Traumatic brain injuries are among the most severe, life-altering transformations anyone could undergo. They can leave victims with completely different personalities, cognitive capabilities, physical abilities and earning capacities. They have a significant impact on victims’ quality of life.

Because these injuries are so far-reaching – and the harm permanent – the damages are often extensive. California personal injury law establishes three general categories of compensation that may be available in these cases: economic damages, noneconomic damages and punitive damages.

Economic Damages

These damages encompass the financial losses that result from a traumatic brain injury, including:

  • Lost earnings
  • Medical bills
  • Therapy and rehab
  • Residence in a nursing facility
  • In-home care
  • Home modifications
  • Medical devices and assistive/adaptive equipment
  • Property damage from the accident

Economic damages also cover estimated future expenses such as:

  • Loss of future income or earning capacity (even if the victim has no work history)
  • Future medical and care-related expenses
  • Household services the victim would have provided were it not for the injury

Over the course of a lifetime, brain injuries can cost upward of a million dollars in medical care alone.

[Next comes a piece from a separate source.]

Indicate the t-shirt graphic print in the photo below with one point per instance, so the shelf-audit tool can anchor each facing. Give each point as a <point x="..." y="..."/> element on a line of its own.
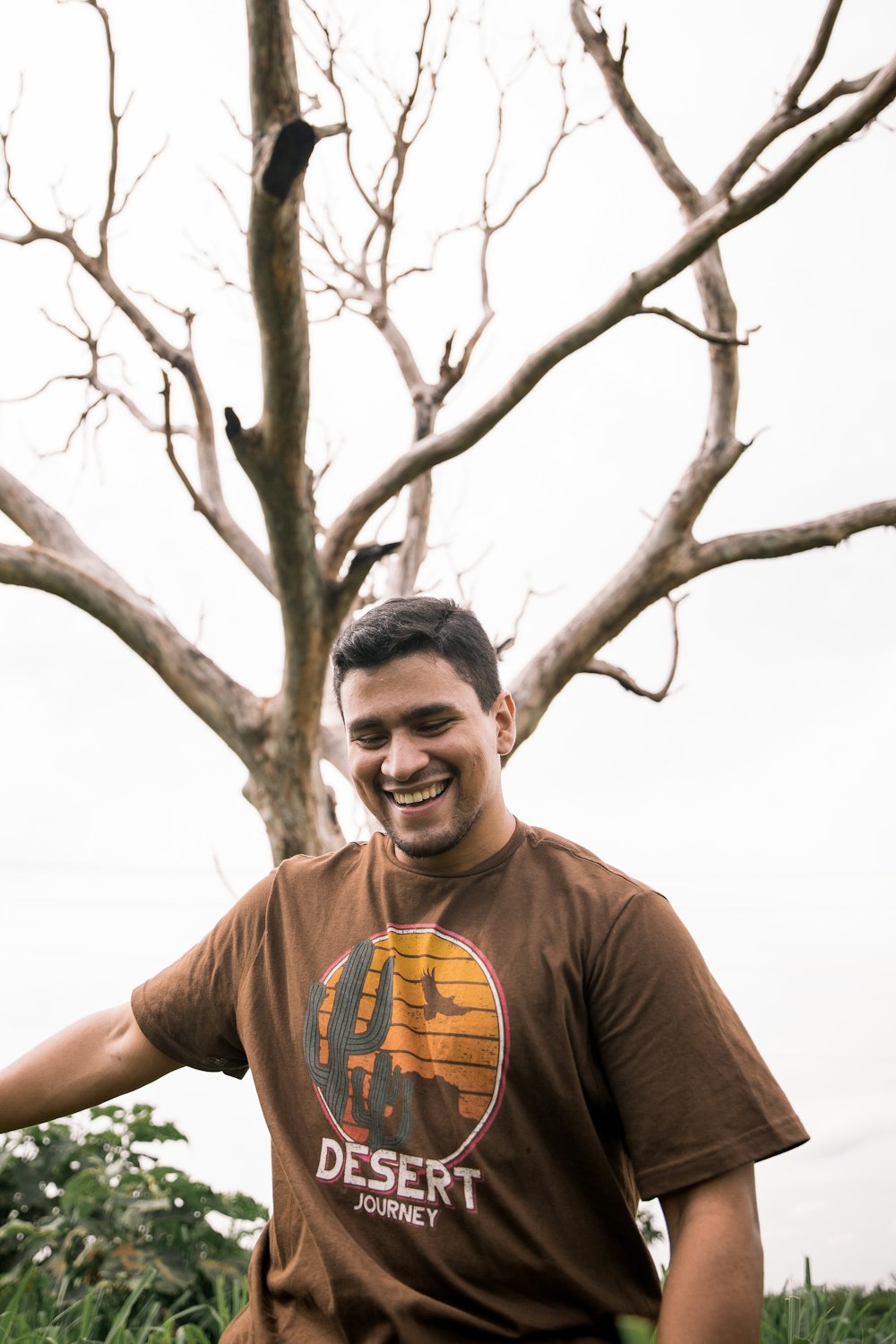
<point x="406" y="1042"/>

Much depends on case-specific factors such as the extent of the injury and the life expectancy of the victim before the injury occurred. Life care planners and expert witnesses can help nail down a reasonable estimation of these expenses.

Noneconomic Damages

Victims can also seek compensation for many of the nonfinancial ramifications of brain injuries, including:

  • Pain and suffering (past and future)
  • Physical impairments
  • Diminished quality of life

Another category type of noneconomic damages – loss of consortium – is available to spouses and domestic partners of victims who have suffered severe brain damage. In these cases, the victim’s partner may seek compensation for:

  • Loss of affection, companionship, emotional comfort and moral support
  • Loss of intimate relations
  • Loss of their partner’s ability to have children
  • Loss of financial support and household services the partner would have provided

There’s no easy way to translate these losses into dollar figures. Juries are entrusted with wide discretion in awarding these damages. For this reason, it’s critical to paint a clear picture of how the brain injury has impacted the victim’s life (and that of their loved ones), from the daily struggles to the long-term prognosis.

Punitive Damages

California law allows juries to award punitive damages (also called exemplary damages) – that is, extra compensation designed to punish the wrongdoer and discourage others from engaging in the same behavior – in particularly egregious cases such as drunk driving accidents. The victim must prove by clear and convincing evidence (a higher standard than other elements of a personal injury case) one of the following factors:

  • Malice (intentional misconduct)
  • Oppression (willful and conscious disregard of the victim’s rights)
  • Fraud (intentional concealment, misrepresentation or deceit)

In awarding punitive damages, the jury can consider the wrongdoer’s wealth and any profits derived from the misconduct.

 

Disclaimer: The answer is intended to be for informational purposes only. It should not be relied on as legal advice, nor construed as a form of attorney-client relationship.